Authorities were urged to consider laying charges for misconduct like charging fees for services not rendered, including instances at major lenders Commonwealth Bank of Australia, National Australia Bank Ltd and Australia and New Zealand Banking Group.
Misconduct reached into the sector’s upper echelons, with top wealth manager AMP Ltd engaging in board-level deception of a regulator over the deliberate charging of customers for financial advice it never gave.
Firms were found to prey on some of society’s most vulnerable customers, highlighted by the case of an insurer who used aggressive sales techniques to sell an opaque product to a young man with Down Syndrome.
“The price paid by our community has been immense and goes beyond just the financial. Businesses have been broken, and the emotional stress and personal pain have broken lives,” Australian Treasurer Josh Frydenberg said.
The recommendations included banning trailing commissions for mortgage brokers, forcing financial planners to disclose any fees they receive for selling products, and banning banks from charging default interest for farm businesses affected by drought.
Regulators also needed greater oversight after they were accused of working too closely with the banks. When misconduct was revealed, it either went unpunished or the consequences did not reflect the seriousness of what had been done, the inquiry found.
Australia’s corporate regulator said in response to the report that it would prioritize serious matters referred to it by the Royal Commission for possible prosecutions.
Ahead of the report’s release, which came after the close of market trading in Sydney, shares in the “Big Four” banks closed up about 1 percent as investors looked forward to some certainty around the new regulatory framework.
However, wealth managers, whose reputations were shredded in the inquiry, were punished with IOOF Holdings Ltd stock closing down 4.5 percent and AMP sliding to a record low. The broader market closed 0.5 percent higher.
“The key macro issue we have been interested in is if this was going to further reduce the banks’ willingness to lend, which would be a further headwind to the economy which is already under some pressure,” said Andrew Ticehurst, a strategist at Nomura.

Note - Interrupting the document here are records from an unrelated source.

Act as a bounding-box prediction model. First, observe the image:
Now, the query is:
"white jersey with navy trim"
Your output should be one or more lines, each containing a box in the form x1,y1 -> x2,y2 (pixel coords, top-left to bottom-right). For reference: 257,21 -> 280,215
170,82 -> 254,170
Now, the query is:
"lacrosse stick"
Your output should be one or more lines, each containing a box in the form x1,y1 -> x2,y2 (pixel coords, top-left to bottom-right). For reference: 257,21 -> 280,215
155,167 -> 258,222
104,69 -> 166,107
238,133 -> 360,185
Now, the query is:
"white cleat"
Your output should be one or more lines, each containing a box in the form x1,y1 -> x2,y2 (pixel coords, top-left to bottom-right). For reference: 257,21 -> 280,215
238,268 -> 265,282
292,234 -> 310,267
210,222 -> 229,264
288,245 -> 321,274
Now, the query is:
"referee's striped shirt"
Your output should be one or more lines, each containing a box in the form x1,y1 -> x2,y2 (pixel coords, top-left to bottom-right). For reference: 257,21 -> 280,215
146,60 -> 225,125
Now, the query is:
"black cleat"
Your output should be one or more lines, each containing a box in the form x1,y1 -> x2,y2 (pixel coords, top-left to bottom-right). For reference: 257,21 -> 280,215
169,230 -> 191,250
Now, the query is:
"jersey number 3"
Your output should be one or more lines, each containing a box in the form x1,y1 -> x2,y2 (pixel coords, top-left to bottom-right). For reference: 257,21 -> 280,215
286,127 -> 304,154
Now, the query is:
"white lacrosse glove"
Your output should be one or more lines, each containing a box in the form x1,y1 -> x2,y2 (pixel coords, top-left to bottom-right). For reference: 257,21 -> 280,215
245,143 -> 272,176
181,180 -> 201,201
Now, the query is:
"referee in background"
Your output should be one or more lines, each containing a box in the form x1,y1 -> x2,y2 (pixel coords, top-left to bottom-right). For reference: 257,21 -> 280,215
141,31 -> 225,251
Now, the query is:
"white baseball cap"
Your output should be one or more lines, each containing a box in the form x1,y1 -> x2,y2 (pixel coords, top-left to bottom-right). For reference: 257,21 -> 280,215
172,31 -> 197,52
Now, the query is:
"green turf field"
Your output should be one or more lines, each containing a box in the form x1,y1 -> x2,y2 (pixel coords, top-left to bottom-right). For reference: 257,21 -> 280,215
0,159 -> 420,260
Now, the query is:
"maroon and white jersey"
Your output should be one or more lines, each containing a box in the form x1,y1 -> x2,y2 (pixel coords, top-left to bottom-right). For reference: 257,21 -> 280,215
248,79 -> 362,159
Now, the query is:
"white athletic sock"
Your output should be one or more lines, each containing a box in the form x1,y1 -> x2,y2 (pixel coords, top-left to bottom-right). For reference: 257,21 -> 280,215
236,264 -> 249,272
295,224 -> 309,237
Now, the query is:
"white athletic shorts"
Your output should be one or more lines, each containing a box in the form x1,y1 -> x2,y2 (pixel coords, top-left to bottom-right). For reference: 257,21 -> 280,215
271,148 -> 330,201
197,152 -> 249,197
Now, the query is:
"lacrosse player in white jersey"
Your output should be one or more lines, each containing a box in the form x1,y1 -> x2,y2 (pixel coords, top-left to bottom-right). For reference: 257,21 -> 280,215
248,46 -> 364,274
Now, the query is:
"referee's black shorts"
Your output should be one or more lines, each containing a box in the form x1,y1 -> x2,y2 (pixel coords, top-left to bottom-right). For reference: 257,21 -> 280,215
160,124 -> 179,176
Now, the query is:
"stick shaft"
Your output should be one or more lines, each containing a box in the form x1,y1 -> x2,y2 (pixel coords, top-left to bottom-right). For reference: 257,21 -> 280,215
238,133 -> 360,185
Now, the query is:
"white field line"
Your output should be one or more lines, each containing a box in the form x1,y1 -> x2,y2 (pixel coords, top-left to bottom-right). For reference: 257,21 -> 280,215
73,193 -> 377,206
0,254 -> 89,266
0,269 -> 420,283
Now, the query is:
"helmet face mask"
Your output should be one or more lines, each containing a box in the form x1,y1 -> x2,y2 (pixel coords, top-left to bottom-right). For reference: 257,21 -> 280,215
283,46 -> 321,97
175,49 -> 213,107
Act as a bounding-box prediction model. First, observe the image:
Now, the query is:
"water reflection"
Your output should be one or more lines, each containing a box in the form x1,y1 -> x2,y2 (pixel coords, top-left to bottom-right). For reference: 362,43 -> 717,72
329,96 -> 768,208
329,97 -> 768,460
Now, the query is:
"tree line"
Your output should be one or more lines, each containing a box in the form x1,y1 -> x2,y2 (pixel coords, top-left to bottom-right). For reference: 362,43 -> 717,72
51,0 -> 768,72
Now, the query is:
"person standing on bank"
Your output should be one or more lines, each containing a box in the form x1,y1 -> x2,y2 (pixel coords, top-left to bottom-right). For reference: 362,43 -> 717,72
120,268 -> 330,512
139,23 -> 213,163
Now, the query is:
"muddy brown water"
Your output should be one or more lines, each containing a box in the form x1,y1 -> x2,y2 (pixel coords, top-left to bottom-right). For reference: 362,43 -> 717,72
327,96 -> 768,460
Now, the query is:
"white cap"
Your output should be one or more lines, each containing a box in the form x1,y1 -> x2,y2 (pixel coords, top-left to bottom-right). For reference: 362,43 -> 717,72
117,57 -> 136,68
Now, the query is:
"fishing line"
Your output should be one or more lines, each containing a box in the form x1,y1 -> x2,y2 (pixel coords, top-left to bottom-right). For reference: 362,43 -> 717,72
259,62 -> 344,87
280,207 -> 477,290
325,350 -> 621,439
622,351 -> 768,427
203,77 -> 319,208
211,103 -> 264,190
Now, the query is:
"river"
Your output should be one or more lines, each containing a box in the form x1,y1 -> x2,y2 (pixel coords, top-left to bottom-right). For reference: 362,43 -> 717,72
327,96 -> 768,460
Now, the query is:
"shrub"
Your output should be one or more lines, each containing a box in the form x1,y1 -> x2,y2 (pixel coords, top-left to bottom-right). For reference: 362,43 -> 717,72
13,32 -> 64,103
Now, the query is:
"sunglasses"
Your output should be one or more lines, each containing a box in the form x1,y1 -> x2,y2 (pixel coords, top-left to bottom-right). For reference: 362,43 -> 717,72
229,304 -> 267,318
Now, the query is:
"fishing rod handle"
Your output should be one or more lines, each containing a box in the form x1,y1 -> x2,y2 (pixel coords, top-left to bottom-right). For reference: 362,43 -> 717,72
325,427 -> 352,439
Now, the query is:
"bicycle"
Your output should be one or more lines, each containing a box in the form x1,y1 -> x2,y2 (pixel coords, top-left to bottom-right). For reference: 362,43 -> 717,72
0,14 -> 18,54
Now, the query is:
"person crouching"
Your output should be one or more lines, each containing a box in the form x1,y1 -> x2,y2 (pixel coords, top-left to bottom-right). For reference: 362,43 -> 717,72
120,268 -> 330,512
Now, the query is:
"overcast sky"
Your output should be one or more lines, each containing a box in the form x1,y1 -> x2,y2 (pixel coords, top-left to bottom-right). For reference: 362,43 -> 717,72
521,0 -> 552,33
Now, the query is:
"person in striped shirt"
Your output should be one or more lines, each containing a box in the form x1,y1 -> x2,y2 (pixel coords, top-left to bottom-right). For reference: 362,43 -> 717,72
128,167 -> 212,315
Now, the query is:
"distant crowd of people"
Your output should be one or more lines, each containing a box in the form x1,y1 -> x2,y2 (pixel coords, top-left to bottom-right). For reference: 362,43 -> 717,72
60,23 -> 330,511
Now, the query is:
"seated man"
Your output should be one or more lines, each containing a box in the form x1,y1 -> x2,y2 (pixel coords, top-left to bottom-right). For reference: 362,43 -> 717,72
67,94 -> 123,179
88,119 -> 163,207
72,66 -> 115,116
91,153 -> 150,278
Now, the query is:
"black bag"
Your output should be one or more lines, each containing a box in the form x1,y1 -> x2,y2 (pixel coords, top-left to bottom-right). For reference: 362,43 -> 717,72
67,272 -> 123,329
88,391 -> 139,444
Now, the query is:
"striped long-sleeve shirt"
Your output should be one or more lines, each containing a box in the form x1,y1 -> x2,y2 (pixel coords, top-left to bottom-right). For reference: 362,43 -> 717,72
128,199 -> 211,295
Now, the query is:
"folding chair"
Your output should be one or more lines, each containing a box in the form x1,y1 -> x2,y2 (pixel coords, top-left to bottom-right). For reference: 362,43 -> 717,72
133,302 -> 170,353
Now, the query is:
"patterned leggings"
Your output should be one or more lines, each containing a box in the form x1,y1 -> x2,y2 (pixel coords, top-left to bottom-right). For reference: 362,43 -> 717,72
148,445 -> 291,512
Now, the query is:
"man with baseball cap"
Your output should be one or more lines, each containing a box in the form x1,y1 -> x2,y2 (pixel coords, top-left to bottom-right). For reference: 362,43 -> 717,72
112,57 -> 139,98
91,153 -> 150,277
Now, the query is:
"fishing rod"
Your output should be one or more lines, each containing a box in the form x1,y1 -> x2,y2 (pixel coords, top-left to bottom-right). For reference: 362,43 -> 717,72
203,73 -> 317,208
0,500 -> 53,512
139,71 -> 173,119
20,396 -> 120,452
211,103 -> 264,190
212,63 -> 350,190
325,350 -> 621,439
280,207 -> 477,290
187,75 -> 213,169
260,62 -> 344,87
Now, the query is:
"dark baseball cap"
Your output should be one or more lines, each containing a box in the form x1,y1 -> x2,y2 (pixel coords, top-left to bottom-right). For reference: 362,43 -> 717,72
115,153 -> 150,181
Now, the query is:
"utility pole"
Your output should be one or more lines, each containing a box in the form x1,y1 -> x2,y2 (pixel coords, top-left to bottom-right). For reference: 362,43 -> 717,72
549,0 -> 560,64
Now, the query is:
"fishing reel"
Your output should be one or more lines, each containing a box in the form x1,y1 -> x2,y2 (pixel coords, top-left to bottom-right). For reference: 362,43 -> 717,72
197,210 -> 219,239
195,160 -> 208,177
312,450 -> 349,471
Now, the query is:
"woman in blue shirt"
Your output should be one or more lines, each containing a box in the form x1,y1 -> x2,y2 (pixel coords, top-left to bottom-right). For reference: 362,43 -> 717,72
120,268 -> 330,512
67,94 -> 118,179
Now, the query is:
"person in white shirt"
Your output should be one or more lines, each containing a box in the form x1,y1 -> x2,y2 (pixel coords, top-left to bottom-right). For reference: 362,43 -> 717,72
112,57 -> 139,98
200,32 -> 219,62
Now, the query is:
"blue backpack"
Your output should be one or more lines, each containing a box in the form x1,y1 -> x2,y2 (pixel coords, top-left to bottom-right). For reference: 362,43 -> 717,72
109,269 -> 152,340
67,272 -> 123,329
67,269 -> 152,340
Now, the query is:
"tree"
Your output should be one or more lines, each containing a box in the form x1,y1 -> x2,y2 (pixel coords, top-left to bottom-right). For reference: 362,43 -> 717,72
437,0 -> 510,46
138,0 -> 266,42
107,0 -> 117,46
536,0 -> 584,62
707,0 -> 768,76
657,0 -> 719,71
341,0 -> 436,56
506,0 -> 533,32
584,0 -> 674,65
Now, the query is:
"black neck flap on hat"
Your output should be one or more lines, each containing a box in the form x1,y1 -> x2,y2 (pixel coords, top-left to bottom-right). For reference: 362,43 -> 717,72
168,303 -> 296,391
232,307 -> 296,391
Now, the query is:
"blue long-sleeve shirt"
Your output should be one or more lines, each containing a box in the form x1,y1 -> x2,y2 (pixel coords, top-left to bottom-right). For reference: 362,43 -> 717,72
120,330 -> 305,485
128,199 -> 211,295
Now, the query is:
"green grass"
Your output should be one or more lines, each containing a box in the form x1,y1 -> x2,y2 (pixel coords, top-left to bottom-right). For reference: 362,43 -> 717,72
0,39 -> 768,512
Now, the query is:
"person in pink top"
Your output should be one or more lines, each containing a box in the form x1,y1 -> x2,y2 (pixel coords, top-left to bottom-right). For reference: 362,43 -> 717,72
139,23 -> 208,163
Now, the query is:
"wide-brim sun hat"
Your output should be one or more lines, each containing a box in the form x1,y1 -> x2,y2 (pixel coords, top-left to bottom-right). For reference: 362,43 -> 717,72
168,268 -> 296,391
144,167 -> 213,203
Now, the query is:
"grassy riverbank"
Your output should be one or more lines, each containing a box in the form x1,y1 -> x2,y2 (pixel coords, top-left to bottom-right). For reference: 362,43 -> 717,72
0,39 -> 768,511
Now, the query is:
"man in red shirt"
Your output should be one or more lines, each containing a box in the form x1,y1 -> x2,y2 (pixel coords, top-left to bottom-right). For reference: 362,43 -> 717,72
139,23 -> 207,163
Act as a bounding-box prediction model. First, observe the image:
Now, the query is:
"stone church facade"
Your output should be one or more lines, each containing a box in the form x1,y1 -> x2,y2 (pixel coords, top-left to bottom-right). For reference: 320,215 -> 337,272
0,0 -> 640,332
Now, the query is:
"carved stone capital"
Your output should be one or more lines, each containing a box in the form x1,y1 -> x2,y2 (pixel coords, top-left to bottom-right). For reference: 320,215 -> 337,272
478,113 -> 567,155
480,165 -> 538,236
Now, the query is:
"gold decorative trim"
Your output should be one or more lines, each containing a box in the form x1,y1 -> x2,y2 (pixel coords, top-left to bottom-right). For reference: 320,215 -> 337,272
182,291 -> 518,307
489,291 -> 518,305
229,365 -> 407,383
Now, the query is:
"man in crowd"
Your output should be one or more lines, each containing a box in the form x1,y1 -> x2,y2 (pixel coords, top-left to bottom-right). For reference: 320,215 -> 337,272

“At this stage, it does not appear to be the case. It would be a bit milder than expected.”
Fallout from the Royal Commission has already prompted banks to tighten lending practices in their core mortgage businesses, contributing to some of the biggest housing price falls in a generation.
The report comes ahead of an election expected in May in which falling house prices could be a hot-button issue.
The government is fighting for its survival with opinion polls suggesting an election victory for the center-left Labor party.
Labor says it expects to adopt all the commission’s recommendations.
While Prime Minister Scott Morrison has also said he will take up the recommendations, he has warned against overreaching and cutting off credit flows.
The report from Hayne, a former High Court justice, found that the industry’s problems were exacerbated by an unwillingness to accept responsibility.
“That is, there remains a reluctance in some entities to form and then to give practical effect to their understanding of what is ethical, of what is efficient, honest and fair, of what is the right thing to do,” the report said.
National Australia Bank Chairman Ken Henry came in for particular criticism after appearing dismissive during his public interrogation by the commission’s barristers.
“I thought it telling that Dr Henry seemed unwilling to accept any criticism of how the board had dealt with some issues,” Commissioner Hayne wrote, adding he was “not as confident as I would wish to be that the lessons of the past have been learned”.
Australian Banking Association chief Anna Bligh said banks “accept full responsibility for these failings and they know that they must now change to ensure that this never happens again”.
“Banks are determined to learn the lessons, to fix the problems and to make it right,” she said.